Tjahjo mengatakan pemerintah terus mewaspadai adanya pihak yang mencoba memecah belah persatuan dengan menggunakan isu SARA. Ia tak sungkan mengatakan penggunaan isu SARA sebagai salah satu kerawanan dalam Pemilu. Karena itu, aparat pemerintah harus mengantisipasi agar area rawan tersebut tidak menghasilkan perpecahan di tengah masyarakat. "Untuk itu Pemerintah mesti mewaspadainya agar tidak timbul gesekan di dalam masyarakat," tuturnya.

Meningkatnya jumlah penduduk Indonesia yang beragam Suku dan Budaya adalah hal yang tidak dapat di hindari

Pada tahun 2017 lalu menjadi tahun yang kelam karena menjadi tahun kebencian. Hal itulah yang juga dikatakan oleh Arif Susanto sebagai pengamat Politik yang mngkhawatirkan hal serupa dapat terjadi pada tahun pemilu berikutnya. Bagaimana tidak perbedaan identitas telah menjadi instrumen untuk meraih kemenangan dalam politik elektoral. Masih jelas dalam ingatan isu Suku,Agama,Ras, dan Antar golongan (SARA) terbukti mampu mengubah konstelasi politik ibu kota NKRI kala itu.
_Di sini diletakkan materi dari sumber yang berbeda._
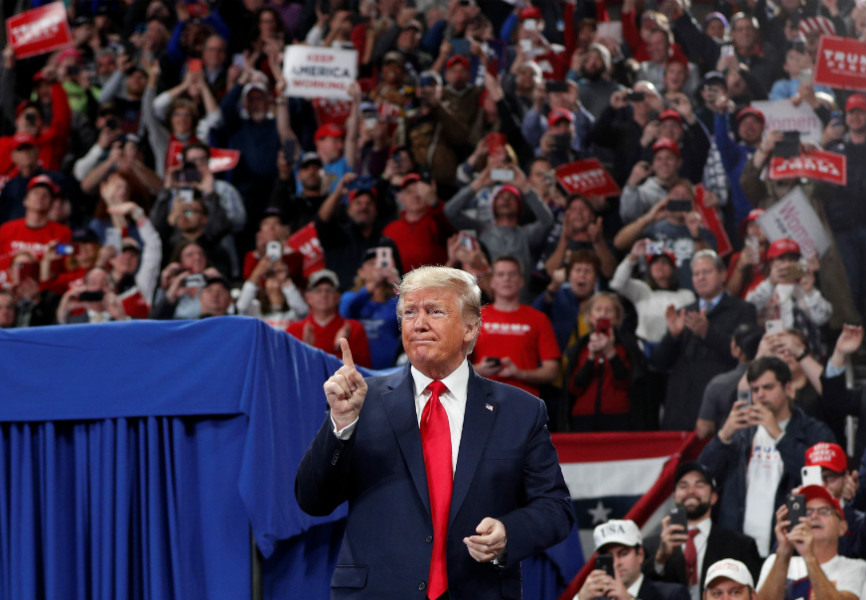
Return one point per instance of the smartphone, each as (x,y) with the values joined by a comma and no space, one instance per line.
(384,257)
(812,475)
(602,325)
(679,517)
(679,206)
(113,238)
(502,174)
(91,296)
(289,147)
(796,504)
(274,251)
(193,281)
(604,562)
(774,326)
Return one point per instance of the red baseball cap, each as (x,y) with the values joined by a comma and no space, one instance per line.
(329,130)
(558,114)
(43,180)
(457,58)
(666,144)
(827,455)
(813,492)
(530,12)
(751,111)
(783,247)
(671,114)
(856,102)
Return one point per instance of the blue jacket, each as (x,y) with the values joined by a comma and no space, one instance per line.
(728,463)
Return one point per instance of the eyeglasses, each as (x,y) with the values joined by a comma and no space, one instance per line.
(824,511)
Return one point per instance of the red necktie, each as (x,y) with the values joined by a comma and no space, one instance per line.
(691,555)
(436,441)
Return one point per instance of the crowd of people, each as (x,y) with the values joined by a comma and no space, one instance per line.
(622,312)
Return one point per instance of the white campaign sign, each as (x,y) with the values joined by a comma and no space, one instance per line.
(782,115)
(313,72)
(793,217)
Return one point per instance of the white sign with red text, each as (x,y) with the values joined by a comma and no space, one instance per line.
(39,30)
(841,63)
(314,72)
(819,164)
(794,218)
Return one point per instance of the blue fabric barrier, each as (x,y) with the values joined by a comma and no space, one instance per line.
(135,457)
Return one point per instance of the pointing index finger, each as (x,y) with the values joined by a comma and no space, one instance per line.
(347,353)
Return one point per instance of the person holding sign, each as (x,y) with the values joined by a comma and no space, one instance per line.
(394,448)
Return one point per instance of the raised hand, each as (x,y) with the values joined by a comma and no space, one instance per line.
(345,390)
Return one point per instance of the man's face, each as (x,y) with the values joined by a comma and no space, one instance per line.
(215,300)
(856,120)
(767,390)
(329,148)
(826,524)
(506,205)
(7,311)
(507,280)
(694,493)
(743,35)
(626,562)
(323,299)
(657,47)
(726,589)
(38,199)
(666,164)
(707,281)
(362,210)
(582,278)
(435,335)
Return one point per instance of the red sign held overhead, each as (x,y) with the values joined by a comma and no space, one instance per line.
(841,63)
(586,177)
(39,31)
(820,165)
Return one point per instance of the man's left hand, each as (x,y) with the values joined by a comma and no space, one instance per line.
(490,541)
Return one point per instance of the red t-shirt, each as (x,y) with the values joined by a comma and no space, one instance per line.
(524,335)
(326,334)
(424,242)
(16,236)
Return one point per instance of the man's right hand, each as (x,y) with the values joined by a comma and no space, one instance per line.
(345,390)
(672,536)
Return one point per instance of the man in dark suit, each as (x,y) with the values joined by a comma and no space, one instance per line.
(697,345)
(680,556)
(451,479)
(622,540)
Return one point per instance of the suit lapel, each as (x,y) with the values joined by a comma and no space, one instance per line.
(481,409)
(399,406)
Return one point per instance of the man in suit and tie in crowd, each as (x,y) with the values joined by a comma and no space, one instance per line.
(451,479)
(683,555)
(623,541)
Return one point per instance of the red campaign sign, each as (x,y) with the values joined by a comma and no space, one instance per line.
(39,31)
(220,159)
(820,165)
(306,241)
(586,177)
(711,220)
(841,63)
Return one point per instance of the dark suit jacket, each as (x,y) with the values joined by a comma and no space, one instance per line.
(693,361)
(657,590)
(722,543)
(507,468)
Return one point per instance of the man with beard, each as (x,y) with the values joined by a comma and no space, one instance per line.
(683,556)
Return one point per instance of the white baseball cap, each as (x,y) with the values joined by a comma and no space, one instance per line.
(729,568)
(617,531)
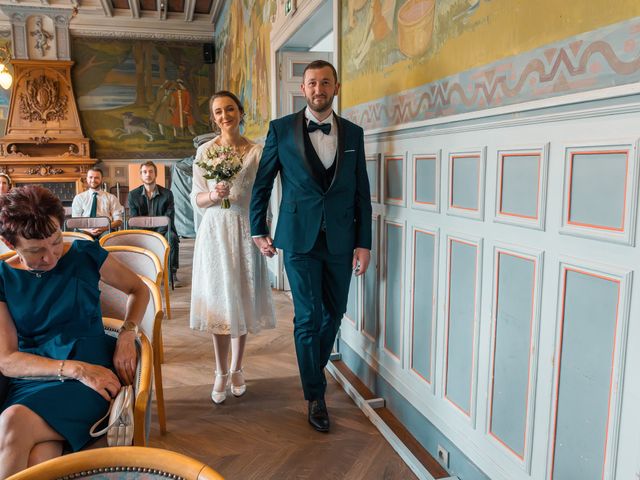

Sudah seharusnya hal ini menjadi pelajaran  besar bagi kita semua tidak hanya bagi Komisi Pemilihan Umum(KPU) , Badan Pengawas Pemilu(Bawaslu), tetapi juga bagi partai politik, tokoh masyarakat,pemuka agama, dan juga masyarakat. Mengingat apa yang telah terjadi pada calon petahana yang sejak awal dirasa tak terkalahkan karena tingginya elektabilitas dan kuatnya dukungan parta-partai besar. Hingga suatu hari akibat kesalahannya sendiri yang kemudian membuatnya dipolitisasi hingga tumbang tanpa aba-aba.

Sama halnya dengan Arif Susanto, Ray Rangkuti juga mengkhawatirkan ada instrumen serupa demi menjatuhkan lawan pilkada tahun-tahun berikutnya. Bagi Ray Sara lebih baerbahay dibanding politik uang karena dampaknya yang besar.